Produção industrial do alumínio

O alumínio apresenta características (propriedades) peculiares, é bem maleável, leve (densidade abaixo de 5g/cm3) e muito resistente à corrosão. É um dos metais mais versáteis, pois, a partir dele, pode-se confeccionar, além de panelas, o papel-alumínio (que, por ser atóxico, é utilizado para proteger alimentos), painéis coletores de energia solar e muitas outras coisas.
Sua produção - A produção de alumínio é um processo que exige tempo e consome bastante energia. O processo de produção do alumínio consiste de muitas fases. No entanto, uma vez produzido, o alumínio pode ser reciclado infinitamente, sem perder suas excelentes propriedades.
O método atualmente utilizado para a obtenção do alumínio é o da eletrólise da alumina (óxido de alumínio), que é obtida da bauxite. Um recipiente de ferro, revestido com carbono, é enchido com criolite e aquecido eletricamente até cerca de 800 ºC. Para a eletrólise, utiliza-se um conjunto de elétrodos de carbono como ânodo, enquanto que o próprio recipiente funciona como cátodo. O oxigénio libertado combina-se com o carbono do ânodo para formar dióxido de carbono, ao passo que o alumínio se deposita no fundo do recipiente. Com a adição de mais alumina, o processo é continuado, sendo o metal retirado pouco a pouco do recipiente.
Passo a passo
Aproximadamente 7 % da crosta terrestre é formada por alumínio, fazendo deste elemento químico o terceiro mais abundante na Terra, após o oxigênio e o silício. A produção de alumínio começa com a matéria-prima bauxita.

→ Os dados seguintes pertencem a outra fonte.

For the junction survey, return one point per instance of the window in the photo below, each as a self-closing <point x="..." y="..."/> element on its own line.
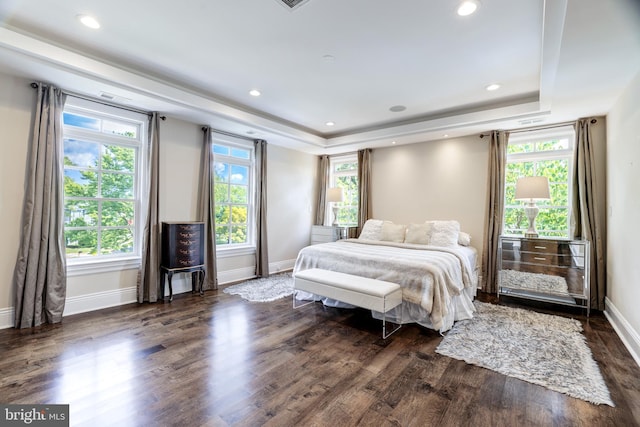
<point x="540" y="154"/>
<point x="344" y="174"/>
<point x="102" y="158"/>
<point x="233" y="192"/>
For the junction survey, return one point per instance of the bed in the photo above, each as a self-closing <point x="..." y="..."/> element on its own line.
<point x="438" y="277"/>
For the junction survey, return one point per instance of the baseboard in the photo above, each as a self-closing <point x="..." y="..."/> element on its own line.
<point x="6" y="317"/>
<point x="625" y="331"/>
<point x="99" y="300"/>
<point x="81" y="304"/>
<point x="106" y="299"/>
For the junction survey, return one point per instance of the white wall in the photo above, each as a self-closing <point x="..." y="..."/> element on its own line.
<point x="444" y="179"/>
<point x="291" y="180"/>
<point x="623" y="257"/>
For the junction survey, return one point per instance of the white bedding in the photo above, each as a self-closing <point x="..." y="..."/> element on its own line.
<point x="438" y="283"/>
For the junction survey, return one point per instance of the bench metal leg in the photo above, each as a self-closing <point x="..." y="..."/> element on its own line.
<point x="300" y="305"/>
<point x="384" y="327"/>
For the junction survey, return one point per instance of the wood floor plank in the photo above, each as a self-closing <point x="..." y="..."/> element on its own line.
<point x="218" y="361"/>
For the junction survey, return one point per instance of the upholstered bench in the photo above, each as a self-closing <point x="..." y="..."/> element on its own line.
<point x="362" y="292"/>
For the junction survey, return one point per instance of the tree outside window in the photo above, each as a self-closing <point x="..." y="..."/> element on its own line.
<point x="344" y="174"/>
<point x="547" y="155"/>
<point x="233" y="194"/>
<point x="100" y="176"/>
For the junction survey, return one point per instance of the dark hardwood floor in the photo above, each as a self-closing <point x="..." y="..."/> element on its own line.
<point x="218" y="360"/>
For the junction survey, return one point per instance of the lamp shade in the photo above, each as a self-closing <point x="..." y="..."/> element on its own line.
<point x="334" y="194"/>
<point x="532" y="188"/>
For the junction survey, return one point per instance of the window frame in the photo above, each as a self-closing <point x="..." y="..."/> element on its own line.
<point x="557" y="133"/>
<point x="334" y="161"/>
<point x="98" y="110"/>
<point x="248" y="248"/>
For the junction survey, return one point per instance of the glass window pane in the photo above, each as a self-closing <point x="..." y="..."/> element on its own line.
<point x="514" y="148"/>
<point x="220" y="149"/>
<point x="222" y="214"/>
<point x="239" y="174"/>
<point x="239" y="234"/>
<point x="222" y="234"/>
<point x="80" y="153"/>
<point x="221" y="172"/>
<point x="118" y="158"/>
<point x="117" y="185"/>
<point x="116" y="241"/>
<point x="239" y="214"/>
<point x="239" y="194"/>
<point x="79" y="121"/>
<point x="556" y="144"/>
<point x="81" y="243"/>
<point x="119" y="128"/>
<point x="240" y="153"/>
<point x="117" y="214"/>
<point x="80" y="213"/>
<point x="221" y="193"/>
<point x="79" y="183"/>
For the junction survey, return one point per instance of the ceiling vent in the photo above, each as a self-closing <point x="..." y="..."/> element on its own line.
<point x="292" y="4"/>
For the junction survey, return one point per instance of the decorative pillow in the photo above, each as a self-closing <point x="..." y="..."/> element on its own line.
<point x="372" y="229"/>
<point x="418" y="233"/>
<point x="464" y="239"/>
<point x="444" y="233"/>
<point x="393" y="232"/>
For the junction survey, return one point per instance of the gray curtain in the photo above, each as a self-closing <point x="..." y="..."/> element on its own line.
<point x="364" y="186"/>
<point x="323" y="184"/>
<point x="262" y="252"/>
<point x="40" y="276"/>
<point x="149" y="273"/>
<point x="585" y="214"/>
<point x="206" y="208"/>
<point x="495" y="203"/>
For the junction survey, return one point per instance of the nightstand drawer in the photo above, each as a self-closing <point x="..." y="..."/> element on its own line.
<point x="539" y="246"/>
<point x="539" y="258"/>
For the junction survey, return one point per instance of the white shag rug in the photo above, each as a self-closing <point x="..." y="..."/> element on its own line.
<point x="263" y="289"/>
<point x="538" y="348"/>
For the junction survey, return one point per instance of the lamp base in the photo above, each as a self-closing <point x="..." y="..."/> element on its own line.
<point x="531" y="211"/>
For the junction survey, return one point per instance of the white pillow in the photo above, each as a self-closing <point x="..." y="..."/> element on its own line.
<point x="372" y="229"/>
<point x="444" y="233"/>
<point x="393" y="232"/>
<point x="418" y="233"/>
<point x="464" y="239"/>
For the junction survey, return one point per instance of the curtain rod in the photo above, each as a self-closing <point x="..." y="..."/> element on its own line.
<point x="204" y="128"/>
<point x="543" y="127"/>
<point x="99" y="101"/>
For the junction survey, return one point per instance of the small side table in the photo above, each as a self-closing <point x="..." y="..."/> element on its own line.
<point x="197" y="279"/>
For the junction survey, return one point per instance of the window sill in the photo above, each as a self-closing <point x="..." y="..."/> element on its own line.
<point x="81" y="268"/>
<point x="228" y="252"/>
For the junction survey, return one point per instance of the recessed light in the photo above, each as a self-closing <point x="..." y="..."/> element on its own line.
<point x="89" y="21"/>
<point x="467" y="7"/>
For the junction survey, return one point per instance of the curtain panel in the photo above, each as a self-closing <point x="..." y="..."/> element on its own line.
<point x="206" y="209"/>
<point x="262" y="252"/>
<point x="585" y="214"/>
<point x="149" y="272"/>
<point x="495" y="202"/>
<point x="323" y="184"/>
<point x="364" y="186"/>
<point x="40" y="279"/>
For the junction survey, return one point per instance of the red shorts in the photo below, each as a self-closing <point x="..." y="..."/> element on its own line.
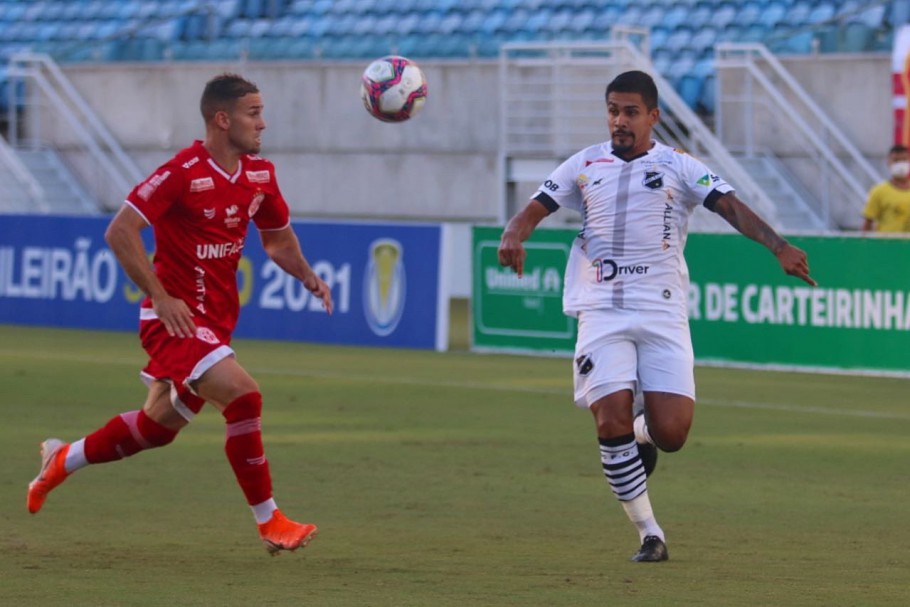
<point x="180" y="361"/>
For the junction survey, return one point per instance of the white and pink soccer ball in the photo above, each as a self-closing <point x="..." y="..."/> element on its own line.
<point x="393" y="88"/>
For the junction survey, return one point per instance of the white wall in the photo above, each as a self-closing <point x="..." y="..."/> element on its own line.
<point x="335" y="161"/>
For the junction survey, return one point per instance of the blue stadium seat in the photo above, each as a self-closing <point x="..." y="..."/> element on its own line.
<point x="690" y="88"/>
<point x="798" y="14"/>
<point x="662" y="58"/>
<point x="676" y="16"/>
<point x="704" y="67"/>
<point x="821" y="12"/>
<point x="653" y="15"/>
<point x="858" y="37"/>
<point x="701" y="15"/>
<point x="679" y="39"/>
<point x="775" y="12"/>
<point x="704" y="38"/>
<point x="749" y="13"/>
<point x="658" y="39"/>
<point x="630" y="16"/>
<point x="724" y="15"/>
<point x="756" y="32"/>
<point x="708" y="94"/>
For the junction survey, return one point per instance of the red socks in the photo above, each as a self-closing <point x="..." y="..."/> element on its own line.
<point x="243" y="446"/>
<point x="125" y="435"/>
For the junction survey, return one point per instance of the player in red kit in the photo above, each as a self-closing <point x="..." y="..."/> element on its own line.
<point x="200" y="205"/>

Quanta bauxita há no mundo?
As reservas de bauxita que se tem conhecimento correspondem aproximadamente a 29 bilhões de toneladas métricas. No ritmo da extração atual, essas reservas ainda durariam por mais de 100 anos.
Se incluirmos, porém, os recursos de bauxita ainda por serem descobertos, a estimativa total seria de 50 a 75 bilhões de toneladas métricas.
Tal estimativa prolongaria a vida das reservas de 250 a 340 anos.
Outros minérios de alumínio
A indústria de alumínio vem se preparando para utilizar, além da bauxita, outros minérios no futuro e já estão em andamento pesquisas sobre outros processos de extração. No futuro, pretendemos usar mais metal reciclado como, por exemplo, o provindo de construções.
Como extraímos a bauxita das minas?


Normalmente, a bauxita é coberta por uma camada de vários metros de rochas e argila, a qual tem de ser removida, para que a bauxita possa ser extraída. A seguir, a bauxita é transportada para a usina, onde é lavada e britada, antes de ser transportada para o refino.
A lama é depositada em bacias de rejeitos que, após seu uso, são cobertas e recebem o plantio de espécies nativas, para restabelecer a vegetação natural do local.

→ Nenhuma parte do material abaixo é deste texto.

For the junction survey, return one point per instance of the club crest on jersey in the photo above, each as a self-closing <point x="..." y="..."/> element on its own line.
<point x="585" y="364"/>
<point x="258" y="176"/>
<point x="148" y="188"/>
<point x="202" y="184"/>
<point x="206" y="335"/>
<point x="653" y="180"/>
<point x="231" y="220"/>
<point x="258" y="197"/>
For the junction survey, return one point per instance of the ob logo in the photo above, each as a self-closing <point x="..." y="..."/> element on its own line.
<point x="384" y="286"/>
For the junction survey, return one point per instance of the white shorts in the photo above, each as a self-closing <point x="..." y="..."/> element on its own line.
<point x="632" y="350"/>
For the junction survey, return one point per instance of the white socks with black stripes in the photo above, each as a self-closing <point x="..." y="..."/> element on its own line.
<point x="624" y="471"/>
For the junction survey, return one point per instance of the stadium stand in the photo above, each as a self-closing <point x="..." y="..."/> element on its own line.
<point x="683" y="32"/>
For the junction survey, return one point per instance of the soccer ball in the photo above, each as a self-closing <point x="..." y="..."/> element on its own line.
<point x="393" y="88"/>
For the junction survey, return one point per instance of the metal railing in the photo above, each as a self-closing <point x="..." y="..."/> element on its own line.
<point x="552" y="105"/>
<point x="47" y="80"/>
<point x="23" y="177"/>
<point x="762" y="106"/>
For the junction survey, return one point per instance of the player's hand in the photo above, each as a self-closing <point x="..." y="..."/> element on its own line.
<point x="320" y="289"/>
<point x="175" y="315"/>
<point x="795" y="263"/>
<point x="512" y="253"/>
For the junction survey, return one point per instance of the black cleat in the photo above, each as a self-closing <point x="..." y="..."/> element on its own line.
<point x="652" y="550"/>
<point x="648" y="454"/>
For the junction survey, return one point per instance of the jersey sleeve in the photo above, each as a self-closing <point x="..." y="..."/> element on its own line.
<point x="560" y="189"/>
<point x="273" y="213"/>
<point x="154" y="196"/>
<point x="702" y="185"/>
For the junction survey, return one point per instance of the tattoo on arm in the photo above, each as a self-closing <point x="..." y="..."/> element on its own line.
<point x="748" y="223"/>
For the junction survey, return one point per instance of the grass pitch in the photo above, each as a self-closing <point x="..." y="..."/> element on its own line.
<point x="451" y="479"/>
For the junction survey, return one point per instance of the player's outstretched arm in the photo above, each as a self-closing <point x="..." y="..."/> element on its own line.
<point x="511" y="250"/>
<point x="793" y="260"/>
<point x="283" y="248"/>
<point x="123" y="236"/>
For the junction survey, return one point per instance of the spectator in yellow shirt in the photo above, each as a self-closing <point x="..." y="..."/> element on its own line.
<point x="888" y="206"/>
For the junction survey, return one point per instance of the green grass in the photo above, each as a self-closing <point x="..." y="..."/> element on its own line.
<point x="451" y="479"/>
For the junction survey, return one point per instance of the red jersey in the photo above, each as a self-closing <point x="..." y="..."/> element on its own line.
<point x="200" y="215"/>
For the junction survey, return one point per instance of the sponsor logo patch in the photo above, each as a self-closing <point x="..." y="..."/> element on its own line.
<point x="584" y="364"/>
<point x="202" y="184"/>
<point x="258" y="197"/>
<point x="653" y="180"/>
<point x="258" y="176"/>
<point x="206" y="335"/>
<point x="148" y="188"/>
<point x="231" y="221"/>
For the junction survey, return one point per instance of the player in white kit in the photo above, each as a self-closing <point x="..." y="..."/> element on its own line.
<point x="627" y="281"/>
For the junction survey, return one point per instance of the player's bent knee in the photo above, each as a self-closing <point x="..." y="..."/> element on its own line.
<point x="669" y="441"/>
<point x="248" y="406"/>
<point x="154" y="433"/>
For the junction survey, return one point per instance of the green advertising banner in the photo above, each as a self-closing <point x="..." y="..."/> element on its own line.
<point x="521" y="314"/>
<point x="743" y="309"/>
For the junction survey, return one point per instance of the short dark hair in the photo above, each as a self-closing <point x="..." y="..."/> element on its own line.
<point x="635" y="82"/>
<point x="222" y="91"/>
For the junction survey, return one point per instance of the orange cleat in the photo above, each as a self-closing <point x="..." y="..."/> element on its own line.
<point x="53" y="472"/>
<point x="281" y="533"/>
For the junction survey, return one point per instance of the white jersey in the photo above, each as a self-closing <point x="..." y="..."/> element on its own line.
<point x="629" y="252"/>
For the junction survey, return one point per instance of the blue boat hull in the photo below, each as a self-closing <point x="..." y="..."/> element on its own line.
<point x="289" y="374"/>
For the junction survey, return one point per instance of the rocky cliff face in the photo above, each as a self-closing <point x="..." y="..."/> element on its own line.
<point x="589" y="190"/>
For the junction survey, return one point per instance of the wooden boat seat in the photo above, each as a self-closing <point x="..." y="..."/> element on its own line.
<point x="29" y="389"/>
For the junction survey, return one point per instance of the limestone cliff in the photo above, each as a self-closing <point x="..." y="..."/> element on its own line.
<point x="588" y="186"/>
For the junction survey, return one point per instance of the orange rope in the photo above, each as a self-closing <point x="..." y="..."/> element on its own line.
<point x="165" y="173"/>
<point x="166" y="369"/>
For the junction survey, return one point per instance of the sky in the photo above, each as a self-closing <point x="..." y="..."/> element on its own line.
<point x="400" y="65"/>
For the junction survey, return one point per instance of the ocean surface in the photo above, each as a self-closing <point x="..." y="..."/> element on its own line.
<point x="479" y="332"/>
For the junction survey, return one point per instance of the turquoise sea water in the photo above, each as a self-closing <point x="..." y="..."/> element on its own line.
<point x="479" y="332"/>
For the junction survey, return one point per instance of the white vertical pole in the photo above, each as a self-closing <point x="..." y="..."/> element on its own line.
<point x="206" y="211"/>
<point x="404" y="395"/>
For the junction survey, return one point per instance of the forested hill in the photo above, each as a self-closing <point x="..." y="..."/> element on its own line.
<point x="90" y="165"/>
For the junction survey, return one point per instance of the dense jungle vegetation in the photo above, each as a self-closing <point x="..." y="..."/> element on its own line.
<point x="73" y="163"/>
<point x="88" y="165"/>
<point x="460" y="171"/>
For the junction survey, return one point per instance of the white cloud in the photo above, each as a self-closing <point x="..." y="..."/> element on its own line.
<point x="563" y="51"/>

Apos a extração - O óxido de alumínio, ou alumina, como é chamado, é extraído da bauxita em refinarias e, a seguir, é utilizado para a produção do alumínio primário.
4-7 toneladas métricas de bauxita = 2 toneladas métricas de alumina = 1 tonelada métrica de alumínio.

Além da alumina, a bauxita contém sílica, óxido de ferro e dióxido de titânio. Para extrair a alumina da bauxita, emprega-se o processo Bayer. 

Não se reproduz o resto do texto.